The file_text table has the following fields:

file_id: Integer Primary Key Reference to the file table entry that holds the metadata
text: Text Unparsed text content of the file translated to UTF-8.

`redirect`

Note: The file and redirect tables have the following fields in common: crawl_log_id, request_id, url_id, last_modified_unix_utc.

The redirect table has the following fields:

redirect_id: Integer Primary Key
crawl_log_id: Integer Reference to the crawl_log table of which crawl log entry resulted in this redirect. If a request is linked the request must be from the same crawl log entry.
request_id: Integer Null Reference to the request table from which request this redirect came from.; Null means that the redirect didn't result from a network request. (i.e. by reading from a dump)
url_id: Integer Reference to the url table, which URL this redirect is associated with.
last_modified_unix_utc: Integer / Timestamp Null When the file was last modified according to file metadata, archive metadata or response headers, the data here should be from the most reliable source.; Null means that the file didn't contain any readable metadata on its last modification date.
to_url_id: Integer Reference to the url table, which URL the redirect points at.
information_source: Integer / Enumeration Where the information for this redirect came from, see Information Source for possible values.
is_permanent: Bool Whether one can expect future requests to result in the same redirect.
by_security_policy: Bool Whether the redirect was because of a security policy (i.e. an automatic http to https upgrade).; 🔧 This field is currently unused and may be removed in the future. (See Possible future changes).

`crawl_candidate`

Note: This table contains information that is also present in the crawl log. This is to make sure that the information doesn't get lost when the crawl log gets cleaned up.

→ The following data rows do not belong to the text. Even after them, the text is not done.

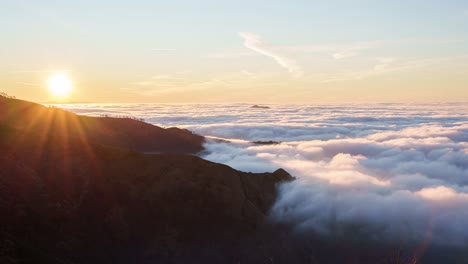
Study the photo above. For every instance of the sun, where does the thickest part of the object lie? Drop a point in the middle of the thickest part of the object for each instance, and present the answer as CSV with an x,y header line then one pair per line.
x,y
60,85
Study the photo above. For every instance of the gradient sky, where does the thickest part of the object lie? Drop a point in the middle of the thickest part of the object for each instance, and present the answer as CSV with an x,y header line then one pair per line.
x,y
237,51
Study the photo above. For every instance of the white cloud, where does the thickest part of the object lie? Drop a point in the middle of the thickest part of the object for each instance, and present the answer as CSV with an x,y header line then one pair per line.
x,y
255,43
396,171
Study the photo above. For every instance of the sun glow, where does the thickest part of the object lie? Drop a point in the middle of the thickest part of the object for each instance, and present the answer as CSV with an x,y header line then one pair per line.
x,y
60,85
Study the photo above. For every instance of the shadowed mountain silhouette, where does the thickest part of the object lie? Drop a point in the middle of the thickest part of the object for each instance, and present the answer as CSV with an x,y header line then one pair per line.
x,y
77,189
56,124
73,191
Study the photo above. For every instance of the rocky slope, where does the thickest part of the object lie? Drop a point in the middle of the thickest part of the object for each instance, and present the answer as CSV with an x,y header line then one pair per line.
x,y
53,123
66,197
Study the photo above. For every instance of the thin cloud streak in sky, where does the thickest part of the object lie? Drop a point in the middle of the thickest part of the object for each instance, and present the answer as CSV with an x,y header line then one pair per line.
x,y
255,43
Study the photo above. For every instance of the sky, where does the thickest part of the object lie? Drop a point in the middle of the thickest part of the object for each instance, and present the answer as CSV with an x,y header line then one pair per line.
x,y
236,51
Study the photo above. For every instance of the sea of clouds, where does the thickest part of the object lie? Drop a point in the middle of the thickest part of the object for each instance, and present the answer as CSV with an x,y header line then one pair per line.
x,y
386,171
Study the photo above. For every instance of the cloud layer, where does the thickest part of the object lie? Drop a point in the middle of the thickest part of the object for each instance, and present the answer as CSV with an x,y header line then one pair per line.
x,y
255,43
389,172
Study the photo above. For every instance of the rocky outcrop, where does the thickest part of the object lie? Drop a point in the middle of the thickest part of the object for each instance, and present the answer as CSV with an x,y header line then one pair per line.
x,y
66,197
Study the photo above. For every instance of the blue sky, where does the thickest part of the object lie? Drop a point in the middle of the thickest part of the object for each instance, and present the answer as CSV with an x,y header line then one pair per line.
x,y
107,45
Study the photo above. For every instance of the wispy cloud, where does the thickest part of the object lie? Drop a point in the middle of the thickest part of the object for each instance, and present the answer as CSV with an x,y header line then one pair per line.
x,y
37,71
255,43
162,50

This table attached crawling specific metadata to URLs.

The crawl_candidate table contains the following fields:

url_id: Integer Primary Key Reference to the url table of the URL that this metadata is for.
last_crawl_time_unix_utc: Integer / Timestamp Null When the URL was last crawled; Null means that the URL has only been discovered as crawlable, but not been crawled yet.
last_crawl_exit_code: Integer / Timestamp Null The crawl exit code of the last crawl.; Null means that the exit code is unavailable.
last_contentful_crawl_time_unix_utc: Integer / Timestamp Null The last time the crawler exited with a code from the contentful category of exit codes.; Null means that there never was a crawl with a contentful exit code.
last_contentful_http_etag: Text Null Set together with last_contentful_crawl_time_unix_utc, this will contain the ETag header that was returned on the last contentful crawl.; Null means that there was no last contentful crawl or the last contentful crawl didn't have a ETag header set.

Possible future changes

Addition of UUID fields to the tables request, file and redirect
The redirect.by_security_policy field could be integrated into the information_source. It is currently never set to true by the crawler.

Version history

1.0.0 - De-facto stable

This schema has been de-facto stable for a while and been assigned the 1.0.0 version with the introduction of database versioning.